Ah, here in the sprawling ecosystem of modern corporate folly, we find Baker Hughes, a once-proud multinational oil-and-gas conglomerate, now in the delicate throes of transformation—or as some might say, a slow-motion implosion. Much like watching a hippo attempt ballet, it is both mesmerizing and tragic.
Observe now the Chief Financial Officer, a sharp-suited predator with spreadsheets for claws. His method of survival is simple: slash and burn. With the precision of a hedge trimmer operated by a caffeine-addled squirrel, he trims the shop floor to the bone, eliminating scores of frontline workers who once kept Baker’s industrial heart pumping. Curiously untouched, however, is the lush canopy of middle management, which continues to thrive—sheltered, bloated, and mostly harmless aside from the agility of cold molasses. Meetings now occur in dense clusters, generating no output but considerable humidity.
Meanwhile, high atop the executive canopy, we spot the tiny CEO, an elusive creature rarely seen in the wild without a DEI pamphlet or a freshly tweeted virtue signal. His primary instinct appears to be appeasement—of activists, ESG indexes, and large institutional shareholders such as BlackRock—regardless of their alignment with Baker’s very reason for existence. He has proudly repositioned the company as “aggressively post-carbon,” a bold stance for an entity whose core product is, inconveniently, carbon. The irony is lost on him, but not on the engineers, who now update oil rig designs to feature solar-powered coffee makers in order to stay “on message.”

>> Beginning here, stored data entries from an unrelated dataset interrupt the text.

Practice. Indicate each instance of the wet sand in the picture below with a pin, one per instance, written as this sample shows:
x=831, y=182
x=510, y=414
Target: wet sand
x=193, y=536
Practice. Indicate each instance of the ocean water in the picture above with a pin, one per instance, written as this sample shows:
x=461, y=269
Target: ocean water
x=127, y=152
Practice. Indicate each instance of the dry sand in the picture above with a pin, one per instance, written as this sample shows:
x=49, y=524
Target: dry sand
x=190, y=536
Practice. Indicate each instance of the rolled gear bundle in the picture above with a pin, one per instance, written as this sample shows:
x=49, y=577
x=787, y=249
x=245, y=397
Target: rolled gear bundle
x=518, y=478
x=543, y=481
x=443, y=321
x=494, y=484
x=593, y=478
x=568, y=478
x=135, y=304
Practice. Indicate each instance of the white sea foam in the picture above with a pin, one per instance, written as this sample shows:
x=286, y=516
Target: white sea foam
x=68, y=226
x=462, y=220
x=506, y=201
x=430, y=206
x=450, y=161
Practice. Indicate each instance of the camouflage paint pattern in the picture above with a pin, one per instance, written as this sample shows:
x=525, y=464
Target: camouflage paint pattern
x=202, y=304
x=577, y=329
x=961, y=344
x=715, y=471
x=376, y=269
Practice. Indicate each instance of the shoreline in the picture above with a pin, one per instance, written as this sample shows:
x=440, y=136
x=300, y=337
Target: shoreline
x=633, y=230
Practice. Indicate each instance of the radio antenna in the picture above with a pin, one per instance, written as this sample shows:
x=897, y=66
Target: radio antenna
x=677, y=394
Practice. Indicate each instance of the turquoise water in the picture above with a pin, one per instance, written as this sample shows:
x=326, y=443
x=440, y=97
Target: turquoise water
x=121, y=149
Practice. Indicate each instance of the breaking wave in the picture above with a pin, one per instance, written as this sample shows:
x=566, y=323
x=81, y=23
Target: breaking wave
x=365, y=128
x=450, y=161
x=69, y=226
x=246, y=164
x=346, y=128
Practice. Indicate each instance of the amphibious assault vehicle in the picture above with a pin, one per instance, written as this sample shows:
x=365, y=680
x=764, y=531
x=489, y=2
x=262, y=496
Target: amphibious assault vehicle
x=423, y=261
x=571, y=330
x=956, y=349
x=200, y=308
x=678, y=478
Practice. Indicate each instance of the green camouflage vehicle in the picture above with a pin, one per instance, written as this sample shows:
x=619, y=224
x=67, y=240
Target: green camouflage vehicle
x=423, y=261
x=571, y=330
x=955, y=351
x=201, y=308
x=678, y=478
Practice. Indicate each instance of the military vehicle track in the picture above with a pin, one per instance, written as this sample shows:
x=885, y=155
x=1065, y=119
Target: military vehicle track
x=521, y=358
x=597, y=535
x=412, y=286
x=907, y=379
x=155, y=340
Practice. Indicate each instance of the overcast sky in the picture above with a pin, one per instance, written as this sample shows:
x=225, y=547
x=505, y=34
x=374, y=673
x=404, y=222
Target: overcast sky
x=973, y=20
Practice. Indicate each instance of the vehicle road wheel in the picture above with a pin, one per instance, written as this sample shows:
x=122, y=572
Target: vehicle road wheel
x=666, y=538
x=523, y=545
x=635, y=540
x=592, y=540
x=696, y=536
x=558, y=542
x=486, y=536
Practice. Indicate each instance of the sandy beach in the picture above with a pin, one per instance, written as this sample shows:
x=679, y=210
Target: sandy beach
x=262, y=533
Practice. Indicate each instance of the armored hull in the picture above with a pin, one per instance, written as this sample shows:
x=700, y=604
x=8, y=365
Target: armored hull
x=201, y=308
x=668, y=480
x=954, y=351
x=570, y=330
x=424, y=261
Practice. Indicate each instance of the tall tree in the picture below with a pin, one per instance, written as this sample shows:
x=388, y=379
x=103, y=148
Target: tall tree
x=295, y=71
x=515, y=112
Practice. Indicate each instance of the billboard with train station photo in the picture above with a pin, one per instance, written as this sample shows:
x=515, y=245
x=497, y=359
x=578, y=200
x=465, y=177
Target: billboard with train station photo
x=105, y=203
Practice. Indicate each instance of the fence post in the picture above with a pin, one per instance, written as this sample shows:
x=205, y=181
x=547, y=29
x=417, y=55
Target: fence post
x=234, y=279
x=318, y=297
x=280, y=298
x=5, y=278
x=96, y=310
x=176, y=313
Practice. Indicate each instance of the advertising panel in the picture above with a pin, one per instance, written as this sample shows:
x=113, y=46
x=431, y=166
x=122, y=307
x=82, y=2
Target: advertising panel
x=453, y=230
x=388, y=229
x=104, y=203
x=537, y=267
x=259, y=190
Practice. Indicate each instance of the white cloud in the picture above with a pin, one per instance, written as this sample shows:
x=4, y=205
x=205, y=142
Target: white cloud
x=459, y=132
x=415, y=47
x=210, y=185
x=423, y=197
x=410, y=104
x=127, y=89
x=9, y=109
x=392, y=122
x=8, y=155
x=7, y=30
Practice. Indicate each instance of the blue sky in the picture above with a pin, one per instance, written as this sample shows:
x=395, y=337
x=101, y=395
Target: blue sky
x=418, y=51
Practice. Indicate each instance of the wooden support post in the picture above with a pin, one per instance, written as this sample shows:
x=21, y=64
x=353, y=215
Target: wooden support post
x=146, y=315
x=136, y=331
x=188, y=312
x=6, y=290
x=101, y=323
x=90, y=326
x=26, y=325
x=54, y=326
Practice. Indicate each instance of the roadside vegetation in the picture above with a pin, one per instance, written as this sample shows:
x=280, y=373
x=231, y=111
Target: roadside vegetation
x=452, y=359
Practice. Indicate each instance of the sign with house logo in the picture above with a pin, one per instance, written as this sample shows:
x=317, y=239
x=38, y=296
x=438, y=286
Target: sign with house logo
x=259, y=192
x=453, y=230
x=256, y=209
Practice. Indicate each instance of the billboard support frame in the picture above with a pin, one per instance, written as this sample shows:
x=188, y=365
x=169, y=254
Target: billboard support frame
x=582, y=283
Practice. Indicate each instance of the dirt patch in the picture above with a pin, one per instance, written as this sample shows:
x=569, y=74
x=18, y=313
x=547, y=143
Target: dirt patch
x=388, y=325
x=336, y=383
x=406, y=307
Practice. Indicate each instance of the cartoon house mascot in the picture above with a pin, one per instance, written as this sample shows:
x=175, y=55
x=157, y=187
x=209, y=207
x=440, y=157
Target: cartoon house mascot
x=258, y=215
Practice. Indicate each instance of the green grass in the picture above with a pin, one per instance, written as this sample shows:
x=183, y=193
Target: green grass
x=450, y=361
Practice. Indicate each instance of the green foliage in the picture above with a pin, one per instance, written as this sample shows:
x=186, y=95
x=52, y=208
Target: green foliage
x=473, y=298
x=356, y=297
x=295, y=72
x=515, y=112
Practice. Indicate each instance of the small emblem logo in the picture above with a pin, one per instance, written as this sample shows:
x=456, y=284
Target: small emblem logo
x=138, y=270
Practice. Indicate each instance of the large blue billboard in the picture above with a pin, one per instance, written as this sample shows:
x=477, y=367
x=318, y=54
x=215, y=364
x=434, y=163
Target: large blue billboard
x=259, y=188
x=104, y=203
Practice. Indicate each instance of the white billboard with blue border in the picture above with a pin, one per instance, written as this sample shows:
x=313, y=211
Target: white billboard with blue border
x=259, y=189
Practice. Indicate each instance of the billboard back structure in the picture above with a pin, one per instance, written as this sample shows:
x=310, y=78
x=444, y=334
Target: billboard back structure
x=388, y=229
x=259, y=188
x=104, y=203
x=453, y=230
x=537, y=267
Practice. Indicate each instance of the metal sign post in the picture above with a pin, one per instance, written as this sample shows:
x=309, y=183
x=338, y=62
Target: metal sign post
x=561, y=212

But let us not forget the Director of Supply Chain, who moves with the grace of a rhinoceros in a crystal shop, bellowing for cost savings. His approach is... delicate. Vendors, once partners in a symbiotic relationship, are now squeezed like overripe fruit for price concessions, while being told they will be paid—eventually. Perhaps in 180 days. Or when the moon aligns with Mars. As expected, many vendors begin to rebel, rejecting purchase orders outright. The result: a flurry of onboarding sessions with fresh, untested suppliers who, while eager, spend their first few months attempting unsuccessfully which end of the part is which.
Back on the shop floor, those few remaining workers struggle beneath the weight of unchanged workloads. Some experience what psychologists might call "survivor guilt", though they more commonly refer to it as "a total fu--ing nightmare." Productivity slows, errors increase, and absenteeism begins to rise—not from illness, but from sheer existential fatigue. The factory becomes a haunted place, where the ghost of competence past lingers in every under-maintained tool.
Without a cohesive identity, Baker now flounders—neither fish nor fowl, neither oil company nor ESG darling. It tries to appeal to everyone and pleases no one, a corporate platypus in an industry that demands sharks. And so, like many before it, Baker inches toward the inevitable: not a dramatic explosion, but a slow, wheezing collapse, buried under PowerPoint decks, unpaid invoices, and the haunting echo of missed earnings calls.
Ah, nature always finds balance—even if it must wait for the board to be replaced.